Another twist in the saga of the mysterious supersolid, a quantum-mechanical crystal that can flow, comes from new data challenging the interpretation of experiments taken to be proof of the supersolid’s existence.
In 2004 Moses Chan and Eunseong Kim at Pennsylvania State University showed that the oscillations of a wobbling vessel (called a torsional oscillator) filled with solid helium-4 increased in frequency when its temperature was cooled, just as might be expected if part of the helium-4 was becoming supersolid, and flowing through itself rather than being dragged around with the rest of the vessel. The results appeared to fit the theoretical prediction of a supersolid proposed by Russian theorists in the 1960s.

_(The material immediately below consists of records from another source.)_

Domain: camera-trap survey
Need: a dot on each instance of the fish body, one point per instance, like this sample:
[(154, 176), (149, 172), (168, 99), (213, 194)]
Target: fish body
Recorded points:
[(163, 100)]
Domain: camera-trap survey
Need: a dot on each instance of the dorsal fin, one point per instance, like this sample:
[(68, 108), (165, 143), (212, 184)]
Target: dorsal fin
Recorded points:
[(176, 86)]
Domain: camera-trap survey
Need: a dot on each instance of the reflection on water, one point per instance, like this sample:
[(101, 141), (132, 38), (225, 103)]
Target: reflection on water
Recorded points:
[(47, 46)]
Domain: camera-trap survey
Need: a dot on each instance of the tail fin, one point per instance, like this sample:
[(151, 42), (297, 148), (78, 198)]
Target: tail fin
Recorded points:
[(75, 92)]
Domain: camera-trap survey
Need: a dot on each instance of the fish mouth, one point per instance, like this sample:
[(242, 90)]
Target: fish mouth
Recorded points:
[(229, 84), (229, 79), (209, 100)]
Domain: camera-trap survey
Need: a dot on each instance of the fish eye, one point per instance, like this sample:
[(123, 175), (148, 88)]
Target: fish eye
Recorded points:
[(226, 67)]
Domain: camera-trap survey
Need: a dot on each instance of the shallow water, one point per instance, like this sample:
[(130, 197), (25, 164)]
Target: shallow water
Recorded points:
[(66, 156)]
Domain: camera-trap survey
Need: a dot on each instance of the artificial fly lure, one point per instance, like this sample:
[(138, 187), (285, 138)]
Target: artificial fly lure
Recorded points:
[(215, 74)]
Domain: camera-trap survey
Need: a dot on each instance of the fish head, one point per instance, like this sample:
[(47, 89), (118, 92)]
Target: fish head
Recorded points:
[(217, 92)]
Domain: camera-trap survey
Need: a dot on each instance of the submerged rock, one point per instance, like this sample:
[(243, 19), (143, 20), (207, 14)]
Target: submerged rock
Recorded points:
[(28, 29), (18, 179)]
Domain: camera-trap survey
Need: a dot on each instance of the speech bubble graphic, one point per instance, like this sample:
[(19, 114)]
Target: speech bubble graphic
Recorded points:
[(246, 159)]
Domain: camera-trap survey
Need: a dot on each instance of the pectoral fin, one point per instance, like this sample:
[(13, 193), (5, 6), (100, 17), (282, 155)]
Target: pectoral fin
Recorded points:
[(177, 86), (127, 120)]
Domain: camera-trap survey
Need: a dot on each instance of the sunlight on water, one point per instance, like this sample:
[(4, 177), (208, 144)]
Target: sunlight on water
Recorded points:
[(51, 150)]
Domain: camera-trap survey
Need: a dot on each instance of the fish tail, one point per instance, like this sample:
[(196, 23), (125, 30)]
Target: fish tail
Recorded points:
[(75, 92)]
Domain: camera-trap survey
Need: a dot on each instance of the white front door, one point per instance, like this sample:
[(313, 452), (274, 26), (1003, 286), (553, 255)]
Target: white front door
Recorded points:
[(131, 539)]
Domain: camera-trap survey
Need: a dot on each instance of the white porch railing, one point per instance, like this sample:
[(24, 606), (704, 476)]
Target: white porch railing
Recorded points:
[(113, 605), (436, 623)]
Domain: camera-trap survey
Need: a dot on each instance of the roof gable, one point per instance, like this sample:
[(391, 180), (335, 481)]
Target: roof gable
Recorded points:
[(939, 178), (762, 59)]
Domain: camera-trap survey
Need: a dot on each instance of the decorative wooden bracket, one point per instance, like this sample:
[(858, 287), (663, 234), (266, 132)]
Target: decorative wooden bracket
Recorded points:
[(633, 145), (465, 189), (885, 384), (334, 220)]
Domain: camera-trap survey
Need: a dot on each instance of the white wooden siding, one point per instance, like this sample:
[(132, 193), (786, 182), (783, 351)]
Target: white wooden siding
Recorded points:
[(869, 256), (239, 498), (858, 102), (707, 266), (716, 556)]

While nobody questions that Chan and Kim have discovered some strange and novel exotic behavior in helium-4, the supersolid interpretation quickly came under pressure. In 2006, Sophie Rittner and John Reppy at Cornell University in Ithaca, New York, showed that the putative supersolid signal got weaker if a helium-4 crystal was heated to remove imperfections before being cooled down again for the experiments; the opposite of what the classic theory would predict. Then in 2007, James Day and John Beamish at the University of Alberta in Edmonton found by shearing helium-4 samples that the material’s stiffness increased at low temperatures in a way that might mimick the signal attributed to the supersolid (because a stiffer crystal would oscillate more quickly).
Now Seamus Davis, also at Cornell, and his colleagues, show in Science that the microscopic defects in the crystalline structure that produce the shearing effect Day and Beamish measured are indeed the ones that cause the torsional oscillator frequency to increase. They discovered this by measuring the motion of a torsional oscillator using an extremely sensitive position sensor that enabled them to gauge exactly how fast the material inside was responding as it was shaken. They found the response time varies gradually with temperature, as would be expected for effects due to the freezing of defects in the crystalline structure, rather than suddenly, as would be expected for a transition into a supersolid state.
Davis suggests that the material, rather than being a supersolid, is actually closer to a glass, a frozen sea of defects, that may also be able to flow. “If there is a superfluid component then it’s a superglass,” Davis says.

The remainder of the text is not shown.